Most modern bushings augment the geometry of the suspension. As the vehicle loads the suspension, movement in the bushings can change the toe, camber and caster so that the vehicle is more stable under braking, cornering and acceleration. This is all done without sacrificing tread life or fuel economy while traveling in a straight line.
Modern suspension bushings act like a progressive spring. As the bushing is loaded in different directions, the first few millimeters of movement might occur with very little effort. As the load increases, the bushing will become stiffer. Also, a control arm bushing may react different to loads caused by braking and those caused by side loads.
To have these progressive qualities, the structure of the bushing can be complex. You may see different structures, voids and materials in a bushing. Some of these voids may pass all the way through the bushing.
Some bushings may have chambers filled with fluid. These are commonly called hydraulic bushings. As loads are put on, the suspension fluid will pass between the chambers. Since a fluid is not compressible like the soft components, movement of the suspension can be controlled in a more predictable manner. Also, the oil and chambers help to isolate the vibration and noise from the tires. When hydraulic bushings fail, they will leak.

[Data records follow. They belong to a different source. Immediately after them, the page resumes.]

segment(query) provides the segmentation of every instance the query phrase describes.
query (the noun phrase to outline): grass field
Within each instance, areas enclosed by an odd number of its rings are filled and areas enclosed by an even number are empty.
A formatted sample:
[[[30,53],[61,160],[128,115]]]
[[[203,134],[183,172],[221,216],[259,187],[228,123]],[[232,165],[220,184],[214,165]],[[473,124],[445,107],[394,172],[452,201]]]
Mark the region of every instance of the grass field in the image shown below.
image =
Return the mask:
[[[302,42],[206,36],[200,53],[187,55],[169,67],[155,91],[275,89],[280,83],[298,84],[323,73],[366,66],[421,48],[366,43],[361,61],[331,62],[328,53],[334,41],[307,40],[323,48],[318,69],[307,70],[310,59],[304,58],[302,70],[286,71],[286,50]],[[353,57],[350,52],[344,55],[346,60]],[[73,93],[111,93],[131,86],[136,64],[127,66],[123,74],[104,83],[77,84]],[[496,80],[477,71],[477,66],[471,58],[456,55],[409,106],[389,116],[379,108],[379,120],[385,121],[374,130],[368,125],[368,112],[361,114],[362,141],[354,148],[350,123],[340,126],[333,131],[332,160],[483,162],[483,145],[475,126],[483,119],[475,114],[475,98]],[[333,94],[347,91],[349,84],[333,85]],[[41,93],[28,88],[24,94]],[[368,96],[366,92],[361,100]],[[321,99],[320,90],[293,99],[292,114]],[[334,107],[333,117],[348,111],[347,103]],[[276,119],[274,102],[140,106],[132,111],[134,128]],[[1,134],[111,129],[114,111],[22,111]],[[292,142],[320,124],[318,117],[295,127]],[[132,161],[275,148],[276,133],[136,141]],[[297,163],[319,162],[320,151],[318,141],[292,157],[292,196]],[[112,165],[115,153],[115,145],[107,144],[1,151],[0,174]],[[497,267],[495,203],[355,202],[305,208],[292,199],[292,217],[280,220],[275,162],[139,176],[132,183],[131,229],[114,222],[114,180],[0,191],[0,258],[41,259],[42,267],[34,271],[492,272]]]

With these advanced bushings, the alignment of the bushing is critical. A difference as little as 7 degrees in how the bushing is installed can change how the bushing operates. This can eventually lead to the premature failure of the bushing.
It is possible for a worn bushing to have alignment angles that are still within specifications. As the bushings fight against the forces of rolling resistance, braking and acceleration, weak bushings can cause the camber, caster and toe angles to change due to the size and placement of the bushings. This is why a visual inspection of the bushings can be critical. If any part of the bushing has separated or has been torn, it is grounds for replacement.
Ozone and extreme temperatures tend to destroy rubber bushings. Many bushings are subjected to high temperatures from the brakes. These temperatures can exceed engine and exhaust temperatures. Environmental damage of this kind will cause hardening of the materials and eventual cracking. As the cracks grow, they eventually will compromise the strength of the bushings.
Some cracking is normal. Mazda lists in its service information how long and how deep a crack can be before replacement is required.